From: lptv-bounce@xxxxxxxxxxxxx [mailto:lptv-bounce@xxxxxxxxxxxxx] On Behalf Of ;
Richard Goetz
Sent: Saturday, November 27, 2021 7:57 AM
To: lptv@xxxxxxxxxxxxx
Subject: [lptv] Movies
I was thinking (yes, I know that is a dangerous thing to do). When we go to
a movie theatre, do we go to watch every movie at the theatre? I bet 98% of the
time we only go to watch one movie. So why do we try to cram as many movies at
a viewer as we can. Maybe, just maybe, we should take 6.0 rating and higher
movies and run them for a 24 hour period, say 7PM – 7PM the next day.
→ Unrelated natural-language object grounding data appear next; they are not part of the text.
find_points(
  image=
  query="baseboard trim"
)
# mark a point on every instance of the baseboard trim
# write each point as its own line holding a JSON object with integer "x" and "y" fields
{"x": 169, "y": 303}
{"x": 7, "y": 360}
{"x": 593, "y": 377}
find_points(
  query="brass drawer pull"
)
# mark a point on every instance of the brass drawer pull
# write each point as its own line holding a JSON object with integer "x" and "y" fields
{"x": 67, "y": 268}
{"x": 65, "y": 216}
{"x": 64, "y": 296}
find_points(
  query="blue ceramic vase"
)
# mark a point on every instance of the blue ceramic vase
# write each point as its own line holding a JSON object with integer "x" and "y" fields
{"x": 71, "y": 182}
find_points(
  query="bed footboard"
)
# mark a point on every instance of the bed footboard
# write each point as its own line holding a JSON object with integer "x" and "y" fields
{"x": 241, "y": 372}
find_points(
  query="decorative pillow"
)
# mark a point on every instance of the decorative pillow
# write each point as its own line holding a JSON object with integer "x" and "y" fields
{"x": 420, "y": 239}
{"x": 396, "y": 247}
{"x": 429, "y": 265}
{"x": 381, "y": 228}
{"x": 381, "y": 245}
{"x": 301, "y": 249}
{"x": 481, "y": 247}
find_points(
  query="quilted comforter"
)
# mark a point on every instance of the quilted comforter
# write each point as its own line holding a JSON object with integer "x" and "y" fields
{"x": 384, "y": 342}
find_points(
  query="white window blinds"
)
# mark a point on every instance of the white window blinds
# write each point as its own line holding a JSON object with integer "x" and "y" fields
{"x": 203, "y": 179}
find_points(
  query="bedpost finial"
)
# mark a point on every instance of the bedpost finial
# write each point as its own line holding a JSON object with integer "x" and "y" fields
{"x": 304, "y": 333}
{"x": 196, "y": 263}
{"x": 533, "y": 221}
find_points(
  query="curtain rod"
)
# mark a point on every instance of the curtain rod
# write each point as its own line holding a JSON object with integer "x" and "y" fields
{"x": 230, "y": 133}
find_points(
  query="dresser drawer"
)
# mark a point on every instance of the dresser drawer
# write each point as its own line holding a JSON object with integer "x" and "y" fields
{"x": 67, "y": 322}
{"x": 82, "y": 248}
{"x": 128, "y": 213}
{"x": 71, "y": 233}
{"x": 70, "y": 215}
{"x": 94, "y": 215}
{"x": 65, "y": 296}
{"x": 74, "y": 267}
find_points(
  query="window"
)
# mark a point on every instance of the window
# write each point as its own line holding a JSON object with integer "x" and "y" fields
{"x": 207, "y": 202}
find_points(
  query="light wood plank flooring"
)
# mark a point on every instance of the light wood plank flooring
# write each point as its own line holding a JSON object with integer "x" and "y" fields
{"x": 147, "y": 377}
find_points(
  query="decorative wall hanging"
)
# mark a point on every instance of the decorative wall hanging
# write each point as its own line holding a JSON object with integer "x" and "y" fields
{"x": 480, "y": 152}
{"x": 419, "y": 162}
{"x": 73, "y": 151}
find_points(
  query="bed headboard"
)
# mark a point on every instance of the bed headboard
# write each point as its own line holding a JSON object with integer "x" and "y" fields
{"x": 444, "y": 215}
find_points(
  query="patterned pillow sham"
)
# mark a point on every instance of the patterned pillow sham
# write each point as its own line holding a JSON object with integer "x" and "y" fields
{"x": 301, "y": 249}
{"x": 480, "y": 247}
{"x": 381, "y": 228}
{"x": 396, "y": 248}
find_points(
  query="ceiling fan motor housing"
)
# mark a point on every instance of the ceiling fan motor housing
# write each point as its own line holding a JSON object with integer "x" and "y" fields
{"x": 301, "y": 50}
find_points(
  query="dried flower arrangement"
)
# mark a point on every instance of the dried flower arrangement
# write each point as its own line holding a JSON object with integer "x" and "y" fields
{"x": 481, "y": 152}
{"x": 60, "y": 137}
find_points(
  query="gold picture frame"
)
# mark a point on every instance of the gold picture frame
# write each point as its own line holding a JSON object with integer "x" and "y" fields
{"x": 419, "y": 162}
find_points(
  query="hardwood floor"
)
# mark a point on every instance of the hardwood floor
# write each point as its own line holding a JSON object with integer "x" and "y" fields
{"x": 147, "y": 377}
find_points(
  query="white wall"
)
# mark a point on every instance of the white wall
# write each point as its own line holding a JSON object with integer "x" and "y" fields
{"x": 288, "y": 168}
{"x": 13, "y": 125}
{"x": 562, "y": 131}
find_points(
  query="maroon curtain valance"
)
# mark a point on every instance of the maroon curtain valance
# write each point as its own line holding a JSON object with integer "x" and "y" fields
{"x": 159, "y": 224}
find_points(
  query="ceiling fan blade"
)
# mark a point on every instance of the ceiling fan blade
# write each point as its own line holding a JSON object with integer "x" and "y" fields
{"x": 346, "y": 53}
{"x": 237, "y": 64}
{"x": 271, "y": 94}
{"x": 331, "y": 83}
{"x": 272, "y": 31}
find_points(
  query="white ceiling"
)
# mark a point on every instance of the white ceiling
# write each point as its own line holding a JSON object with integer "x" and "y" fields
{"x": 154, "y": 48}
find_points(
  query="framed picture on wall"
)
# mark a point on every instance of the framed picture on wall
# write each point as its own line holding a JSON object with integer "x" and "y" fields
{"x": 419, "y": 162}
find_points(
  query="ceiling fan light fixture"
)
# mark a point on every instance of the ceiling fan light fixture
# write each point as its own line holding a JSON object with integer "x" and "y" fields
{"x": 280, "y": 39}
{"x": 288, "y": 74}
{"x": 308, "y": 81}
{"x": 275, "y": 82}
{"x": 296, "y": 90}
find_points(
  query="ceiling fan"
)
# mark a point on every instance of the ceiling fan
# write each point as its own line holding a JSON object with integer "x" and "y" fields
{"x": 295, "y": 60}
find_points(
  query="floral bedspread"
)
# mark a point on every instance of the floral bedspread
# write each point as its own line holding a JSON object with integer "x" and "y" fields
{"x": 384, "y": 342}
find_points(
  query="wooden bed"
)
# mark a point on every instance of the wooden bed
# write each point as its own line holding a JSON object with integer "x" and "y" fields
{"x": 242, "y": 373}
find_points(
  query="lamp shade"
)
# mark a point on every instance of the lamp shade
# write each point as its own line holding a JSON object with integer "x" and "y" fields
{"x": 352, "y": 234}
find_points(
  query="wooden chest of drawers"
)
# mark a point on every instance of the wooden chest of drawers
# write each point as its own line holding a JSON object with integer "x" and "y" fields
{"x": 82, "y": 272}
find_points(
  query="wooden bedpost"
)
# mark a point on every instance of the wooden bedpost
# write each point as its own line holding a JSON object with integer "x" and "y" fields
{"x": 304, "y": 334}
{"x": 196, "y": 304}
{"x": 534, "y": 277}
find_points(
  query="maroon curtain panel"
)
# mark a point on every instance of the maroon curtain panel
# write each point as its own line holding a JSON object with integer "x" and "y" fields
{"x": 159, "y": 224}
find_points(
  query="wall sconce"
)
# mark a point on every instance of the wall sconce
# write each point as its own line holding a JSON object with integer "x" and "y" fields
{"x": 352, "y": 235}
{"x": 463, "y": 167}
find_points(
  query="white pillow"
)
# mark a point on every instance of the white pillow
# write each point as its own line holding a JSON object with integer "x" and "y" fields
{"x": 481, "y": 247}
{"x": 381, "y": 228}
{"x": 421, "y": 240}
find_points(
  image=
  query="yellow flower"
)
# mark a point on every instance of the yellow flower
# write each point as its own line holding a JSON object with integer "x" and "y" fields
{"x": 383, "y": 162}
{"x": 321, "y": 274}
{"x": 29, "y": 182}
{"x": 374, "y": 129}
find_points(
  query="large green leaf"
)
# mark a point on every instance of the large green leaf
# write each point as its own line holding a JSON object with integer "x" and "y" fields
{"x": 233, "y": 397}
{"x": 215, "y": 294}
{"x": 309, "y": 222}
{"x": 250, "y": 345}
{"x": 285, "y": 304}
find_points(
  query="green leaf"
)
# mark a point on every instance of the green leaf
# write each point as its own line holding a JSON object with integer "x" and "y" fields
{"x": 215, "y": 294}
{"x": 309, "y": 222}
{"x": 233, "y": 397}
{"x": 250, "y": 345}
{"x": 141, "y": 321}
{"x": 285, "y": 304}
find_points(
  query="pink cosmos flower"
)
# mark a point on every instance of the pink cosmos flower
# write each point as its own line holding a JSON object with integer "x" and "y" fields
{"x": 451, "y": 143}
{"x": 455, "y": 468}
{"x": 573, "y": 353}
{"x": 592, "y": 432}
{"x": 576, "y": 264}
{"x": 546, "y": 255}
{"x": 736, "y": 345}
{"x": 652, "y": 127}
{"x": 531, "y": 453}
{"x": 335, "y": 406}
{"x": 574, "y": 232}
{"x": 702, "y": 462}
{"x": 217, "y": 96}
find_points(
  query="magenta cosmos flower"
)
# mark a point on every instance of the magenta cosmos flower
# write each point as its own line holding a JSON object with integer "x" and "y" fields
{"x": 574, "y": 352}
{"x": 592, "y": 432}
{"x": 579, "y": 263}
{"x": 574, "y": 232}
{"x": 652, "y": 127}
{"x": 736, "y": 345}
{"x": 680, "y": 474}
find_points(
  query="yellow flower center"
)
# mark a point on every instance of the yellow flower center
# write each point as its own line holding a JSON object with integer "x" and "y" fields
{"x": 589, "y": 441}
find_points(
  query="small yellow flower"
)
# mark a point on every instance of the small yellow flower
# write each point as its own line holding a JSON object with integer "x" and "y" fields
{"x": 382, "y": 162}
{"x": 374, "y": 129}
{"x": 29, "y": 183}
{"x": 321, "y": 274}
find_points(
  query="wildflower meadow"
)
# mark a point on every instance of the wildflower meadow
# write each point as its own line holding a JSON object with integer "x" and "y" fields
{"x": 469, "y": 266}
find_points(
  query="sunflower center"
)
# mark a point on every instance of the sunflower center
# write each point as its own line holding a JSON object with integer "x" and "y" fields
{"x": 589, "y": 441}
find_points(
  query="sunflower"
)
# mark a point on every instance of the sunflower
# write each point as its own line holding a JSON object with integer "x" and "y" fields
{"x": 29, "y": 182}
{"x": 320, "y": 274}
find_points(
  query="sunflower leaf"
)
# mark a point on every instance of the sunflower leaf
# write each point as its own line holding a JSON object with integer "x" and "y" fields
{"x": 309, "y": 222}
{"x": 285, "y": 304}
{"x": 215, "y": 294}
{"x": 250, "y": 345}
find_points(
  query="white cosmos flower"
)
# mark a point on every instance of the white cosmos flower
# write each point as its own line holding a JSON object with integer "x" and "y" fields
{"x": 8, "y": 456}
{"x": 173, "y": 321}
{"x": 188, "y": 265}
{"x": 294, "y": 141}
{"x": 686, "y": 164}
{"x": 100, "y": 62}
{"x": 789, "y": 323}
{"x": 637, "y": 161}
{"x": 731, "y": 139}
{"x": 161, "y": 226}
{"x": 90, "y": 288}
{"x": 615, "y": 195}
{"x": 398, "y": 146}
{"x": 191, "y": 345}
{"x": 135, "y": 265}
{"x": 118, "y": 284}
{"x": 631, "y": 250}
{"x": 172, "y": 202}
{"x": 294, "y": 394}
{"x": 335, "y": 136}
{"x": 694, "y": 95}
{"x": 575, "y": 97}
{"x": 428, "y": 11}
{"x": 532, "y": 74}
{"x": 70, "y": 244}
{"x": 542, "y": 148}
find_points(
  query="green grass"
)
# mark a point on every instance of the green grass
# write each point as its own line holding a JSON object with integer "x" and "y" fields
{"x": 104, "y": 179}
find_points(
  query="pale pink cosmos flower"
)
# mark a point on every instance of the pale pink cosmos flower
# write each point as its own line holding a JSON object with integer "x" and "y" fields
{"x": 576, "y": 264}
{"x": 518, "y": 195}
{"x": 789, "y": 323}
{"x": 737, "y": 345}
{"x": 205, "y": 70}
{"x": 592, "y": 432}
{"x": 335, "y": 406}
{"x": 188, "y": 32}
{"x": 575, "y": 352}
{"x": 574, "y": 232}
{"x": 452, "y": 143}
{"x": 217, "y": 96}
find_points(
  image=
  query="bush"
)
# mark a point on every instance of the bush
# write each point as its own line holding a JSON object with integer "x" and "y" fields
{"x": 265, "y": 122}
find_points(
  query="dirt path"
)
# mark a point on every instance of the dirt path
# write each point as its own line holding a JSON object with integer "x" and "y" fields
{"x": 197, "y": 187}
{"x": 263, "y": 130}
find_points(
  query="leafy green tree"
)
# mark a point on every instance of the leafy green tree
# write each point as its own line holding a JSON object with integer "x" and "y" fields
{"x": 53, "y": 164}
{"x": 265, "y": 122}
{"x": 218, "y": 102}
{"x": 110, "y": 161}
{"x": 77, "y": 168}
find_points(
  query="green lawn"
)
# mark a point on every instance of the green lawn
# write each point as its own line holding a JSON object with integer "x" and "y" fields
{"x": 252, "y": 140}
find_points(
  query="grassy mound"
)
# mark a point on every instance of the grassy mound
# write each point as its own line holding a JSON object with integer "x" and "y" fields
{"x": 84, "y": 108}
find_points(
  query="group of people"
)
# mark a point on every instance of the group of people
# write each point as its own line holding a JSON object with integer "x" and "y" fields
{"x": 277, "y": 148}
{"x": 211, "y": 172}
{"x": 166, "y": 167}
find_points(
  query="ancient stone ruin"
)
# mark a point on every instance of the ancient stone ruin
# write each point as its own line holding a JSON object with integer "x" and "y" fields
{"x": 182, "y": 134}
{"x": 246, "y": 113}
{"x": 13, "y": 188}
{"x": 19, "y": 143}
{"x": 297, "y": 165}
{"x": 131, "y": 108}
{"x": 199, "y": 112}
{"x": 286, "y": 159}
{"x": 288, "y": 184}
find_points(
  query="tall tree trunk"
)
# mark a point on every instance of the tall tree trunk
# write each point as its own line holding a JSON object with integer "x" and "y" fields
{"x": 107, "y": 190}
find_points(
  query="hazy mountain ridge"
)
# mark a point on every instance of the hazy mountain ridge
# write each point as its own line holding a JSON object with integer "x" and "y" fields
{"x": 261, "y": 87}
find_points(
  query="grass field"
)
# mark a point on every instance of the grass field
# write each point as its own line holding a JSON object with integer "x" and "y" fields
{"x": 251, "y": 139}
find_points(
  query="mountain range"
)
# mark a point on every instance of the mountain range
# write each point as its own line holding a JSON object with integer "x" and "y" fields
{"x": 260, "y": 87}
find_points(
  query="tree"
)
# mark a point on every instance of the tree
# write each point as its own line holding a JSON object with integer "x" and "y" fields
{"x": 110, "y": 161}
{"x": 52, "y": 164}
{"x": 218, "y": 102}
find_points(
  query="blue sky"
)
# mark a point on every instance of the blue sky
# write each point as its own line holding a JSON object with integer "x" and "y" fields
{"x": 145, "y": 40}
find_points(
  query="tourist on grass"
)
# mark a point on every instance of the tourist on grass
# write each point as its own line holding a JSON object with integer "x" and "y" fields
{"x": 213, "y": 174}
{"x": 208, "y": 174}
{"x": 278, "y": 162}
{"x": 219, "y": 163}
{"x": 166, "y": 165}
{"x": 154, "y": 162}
The folks
at home can tune in anytime they want an watch a quality movie like The
Inspector General, Till The Clouds Roll By, etc and not have to watch junk.
Much like when TBS runs “A Christmas Story” on Christmas day. Most folks are
going to tune in at some time to watch an old favorite. And it would be easy to
program an hour slot that repeats 24 times or a 1.5 hour that repeats 16 times,
etc.
If you are going to run the movies with no commercial breaks, I suggest
running them like TBS did in the early days starting at 5 minutes after the
hour. So you run fill, i.e. movie trailers with spots inbetween till :20 or :50
depending on which half hour the movie is starting, filling with “stop by the
snack bar” fill material till :25 or :55, then start “10 min. Till Show time”
and a 1 minute break, “9 min. Till Show time” and a 1 minute break, etc. You
may want to put what the movie is in these slots to hold interest, like a
“Showing Tonight” bumper and 6-8 seconds of the opening title credit. People
switching on the half or the top of the hour should get hooked on the drive in
countdown and at least see what the movie is about. That makes “5 minutes till
show time” till “Showtime” some prime spot land, maybe getting 50% more than
the other slots.
Thoughts? Talk folks, that is what this is about.